The phylogeny and gene family changes among 26 Lepidoptera species. The divergence times were estimated by r8s using the calibration time from Timetree. The values labeled at terminals denote the number of significantly expanded and contracted gene families. “1:1:1” represents universal single-copy genes in all species, “N:N:N” represents multi-copy genes, “others” represents unclassified orthologues, and “unassigned” represents orthologues that cannot be assigned to any orthogroups.

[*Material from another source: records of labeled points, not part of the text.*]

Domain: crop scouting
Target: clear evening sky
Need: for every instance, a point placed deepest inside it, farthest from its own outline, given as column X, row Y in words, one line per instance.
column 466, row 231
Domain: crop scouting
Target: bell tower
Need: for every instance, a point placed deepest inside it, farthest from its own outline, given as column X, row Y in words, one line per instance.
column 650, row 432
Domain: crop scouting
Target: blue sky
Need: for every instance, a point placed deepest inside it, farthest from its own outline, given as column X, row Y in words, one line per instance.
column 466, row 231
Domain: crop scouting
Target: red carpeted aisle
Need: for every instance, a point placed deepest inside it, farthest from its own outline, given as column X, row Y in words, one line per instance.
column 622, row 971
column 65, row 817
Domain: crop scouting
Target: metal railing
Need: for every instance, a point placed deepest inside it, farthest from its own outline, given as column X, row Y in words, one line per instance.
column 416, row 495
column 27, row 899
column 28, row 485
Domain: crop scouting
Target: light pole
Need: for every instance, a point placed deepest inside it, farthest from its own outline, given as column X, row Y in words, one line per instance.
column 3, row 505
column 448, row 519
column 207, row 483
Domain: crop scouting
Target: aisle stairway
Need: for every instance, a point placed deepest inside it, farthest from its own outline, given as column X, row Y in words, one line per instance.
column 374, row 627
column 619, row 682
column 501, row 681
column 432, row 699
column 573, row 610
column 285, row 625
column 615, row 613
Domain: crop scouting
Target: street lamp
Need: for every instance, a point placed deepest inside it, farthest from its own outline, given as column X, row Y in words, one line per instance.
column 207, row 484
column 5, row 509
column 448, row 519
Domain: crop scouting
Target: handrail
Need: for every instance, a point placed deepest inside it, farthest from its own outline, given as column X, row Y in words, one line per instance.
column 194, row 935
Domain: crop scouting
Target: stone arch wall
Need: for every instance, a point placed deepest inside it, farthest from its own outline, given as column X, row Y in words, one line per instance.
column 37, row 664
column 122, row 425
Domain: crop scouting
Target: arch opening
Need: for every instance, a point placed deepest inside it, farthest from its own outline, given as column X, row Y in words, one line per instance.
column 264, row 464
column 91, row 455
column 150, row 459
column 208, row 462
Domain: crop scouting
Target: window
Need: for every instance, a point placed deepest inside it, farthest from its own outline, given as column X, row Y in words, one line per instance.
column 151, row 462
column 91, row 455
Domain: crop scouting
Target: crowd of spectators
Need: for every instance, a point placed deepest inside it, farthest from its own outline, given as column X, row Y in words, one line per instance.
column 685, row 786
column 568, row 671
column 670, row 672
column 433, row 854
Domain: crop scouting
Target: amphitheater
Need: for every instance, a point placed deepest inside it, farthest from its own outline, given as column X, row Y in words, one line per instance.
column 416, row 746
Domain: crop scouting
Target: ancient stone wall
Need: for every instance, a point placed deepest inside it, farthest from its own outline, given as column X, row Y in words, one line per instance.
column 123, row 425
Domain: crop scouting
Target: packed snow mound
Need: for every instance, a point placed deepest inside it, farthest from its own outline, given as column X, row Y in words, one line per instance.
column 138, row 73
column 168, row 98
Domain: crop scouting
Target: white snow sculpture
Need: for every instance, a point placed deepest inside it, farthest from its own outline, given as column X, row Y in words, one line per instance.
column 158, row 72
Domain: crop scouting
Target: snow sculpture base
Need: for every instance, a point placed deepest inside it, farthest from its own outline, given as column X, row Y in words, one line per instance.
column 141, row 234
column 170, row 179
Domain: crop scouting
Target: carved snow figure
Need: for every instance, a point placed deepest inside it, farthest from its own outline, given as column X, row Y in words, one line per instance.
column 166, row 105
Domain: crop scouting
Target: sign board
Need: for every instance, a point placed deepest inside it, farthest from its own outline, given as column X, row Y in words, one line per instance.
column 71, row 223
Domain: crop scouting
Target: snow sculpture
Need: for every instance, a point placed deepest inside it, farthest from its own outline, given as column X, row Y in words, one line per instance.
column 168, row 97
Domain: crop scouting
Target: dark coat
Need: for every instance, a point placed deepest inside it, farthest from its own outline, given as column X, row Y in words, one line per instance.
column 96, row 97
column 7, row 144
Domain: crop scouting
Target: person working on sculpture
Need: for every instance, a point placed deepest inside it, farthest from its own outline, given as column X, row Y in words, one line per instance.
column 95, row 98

Gene family evolution (expansion or contraction) was estimated using CAFÉ v4.2.175 based on the generated phylogenetic tree, revealing 820 expanded and 1,449 contracted gene families in P. chlorochroalis, including 39 gene families that underwent rapid evolution (35 expansions and 4 contractions). The significantly expanded families included the Reverse transcriptase, CCHC-type ___domain-containing protein, Ribonuclease H protein, Chitin-binding and other families that play important roles in the development, metabolism, and adaptive evolution of P. chlorochroalis (Table S5). Subsequently, functional enrichment (GO and KEGG) analysis on PCGs from significantly expanded families were performed using ClusterProfiler v4.0.176 with default parameters. The enrichment of GO and KEGG in rapidly expanding families further indicates their function in the membrane biogenesis, cell-cell junction, lipid biosynthesis, and signaling pathway, among others (Figure S5a,b).

Chromosome synteny

To investigate interspecific chromosomal evolution, the genome of P. chlorochroalis was compared against with that of B. mori and D. saccharalis. The pairwise synteny were searched, filtered, and visualized using JCVI77, the subset of blocks were extracted with following options “--minspan = 30 --simple”. Syntenic analyses showed that 80 syntenic blocks (8,500 gene pairs contained 16,998 collinear genes) between P. chlorochroalis and B. mori and 99 syntenic blocks (8,851 gene pairs contained 17,694 collinear genes) between P. chlorochroalis and D. saccharalis were conserved. The average number of genes per block was 106 and 89, while a notable 33.75% (27 blocks) and 23.23% (23 blocks) contained over 100 collinear genes for P. chlorochroalis vs. B. mori and P. chlorochroalis vs. D. saccharalis, respectively. Notably, the analysis revealed that the three B. mori chromosomes 11, 23 and 24 were clearly divided into three pairs in P. chlorochroalis: 10 and 29, 13 and 30, 27 and 31, respectively (Fig. 4). The D. saccharalis chromosomes 1~5, 7, 8 and 20 were divided into eight pairs in P. chlorochroalis: 1 and 21, 16 and 18, 17 and 22, 8 and 24, 20 and 25, 7 and 23, 19 and 26, 27 and 31, respectively; D. saccharalis chromosomes 6 divided into 3 chromosomes in P. chlorochroalis (13, 28 and 29); while D. saccharalis chromosomes 22 and 23 merged into one chromosome in P. chlorochroalis (30); D. saccharalis chromosomes 21 should be the chromosome W which not represented in current P. chlorochroalis genome assembly.

Fig. 4
figure 4

Chromosomal synteny between Parotis chlorochroalis, Diatraea saccharalis and Bombyx mori.